Сегодня, когда я приезжаю в «Хартвик хаус», папы в холле нет. Я застаю его в палате перед окном. В руках у него яркая нить мулине, завязанная узелками, – и уже не в первый раз у меня возникает мысль, что чья-то инициатива с арт-терапией для другого становится личным адом обманутых надежд. Когда я вхожу, отец поднимает голову, но не вскакивает с места – хороший знак, значит, сегодня он не слишком возбужден.

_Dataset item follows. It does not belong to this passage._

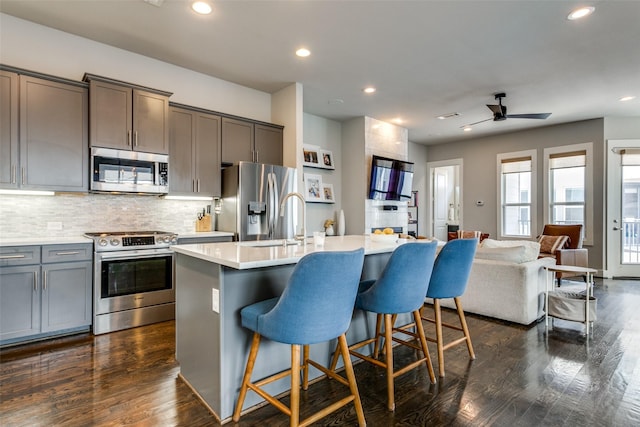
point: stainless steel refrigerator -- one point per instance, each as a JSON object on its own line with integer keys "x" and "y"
{"x": 251, "y": 197}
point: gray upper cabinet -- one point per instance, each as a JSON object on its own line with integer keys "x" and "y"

Я решаю этим воспользоваться и поговорить с ним о маме.
Я опускаюсь перед ним на колени, беру его руки в свои – он тянет нить, еще туже затягивая узел.
– Пап, – говорю я, протягивая оранжевую нить в петли из нитей другого цвета, и кладу ему на левое колено. – Как, по-твоему, что было бы, если бы мы ее нашли?
Он не отвечает.
Я вытаскиваю бело-красную нить.
– А что, если она – единственная причина, по которой распалась наша семья?
Я беру его руки в свои, когда он хватает еще две нити мулине.
– Почему ты ее отпустил? – шепчу я, не сводя с него глаз. – Почему даже в полицию не сообщил, что она пропала?
Конечно, у моего отца случился нервный срыв, но за десять лет у него наступали моменты просветления. Возможно, никто не воспринял бы его слова всерьез, если бы он сообщил о мамином исчезновении. С другой стороны, возможно, и воспринял бы.
В таком случае можно было бы вновь открыть дело. Тогда мне не пришлось бы начинать все с самого начала, пытаясь заставить полицию расследовать дело об исчезновении, которое они десять лет назад, когда все произошло, даже исчезновением не сочли.
Неожиданно выражение папиного лица изменилось. Досада растаяла, как пена разбившейся о песок волны, глаза загорелись. У него глаза такого же цвета, как мои, – слишком зеленые, окружающие даже чувствуют себя неловко.
– Элис! – Так он называл маму. – Ты знаешь, как это плести? – Он показывает целый пучок ниток.
– Я не Элис, – отвечаю я.
Отец смущенно качает головой.
Я кусаю губу, распутываю нитки и сплетаю их в браслет – простейшая последовательность узлов, которую освоил любой побывавший в летнем лагере. Пока я плету, его руки порхают над моими подобно колибри. Закончив, я снимаю браслет с английской булавки, которая приколота к его штанам, и надеваю ему на руку – яркая фенечка.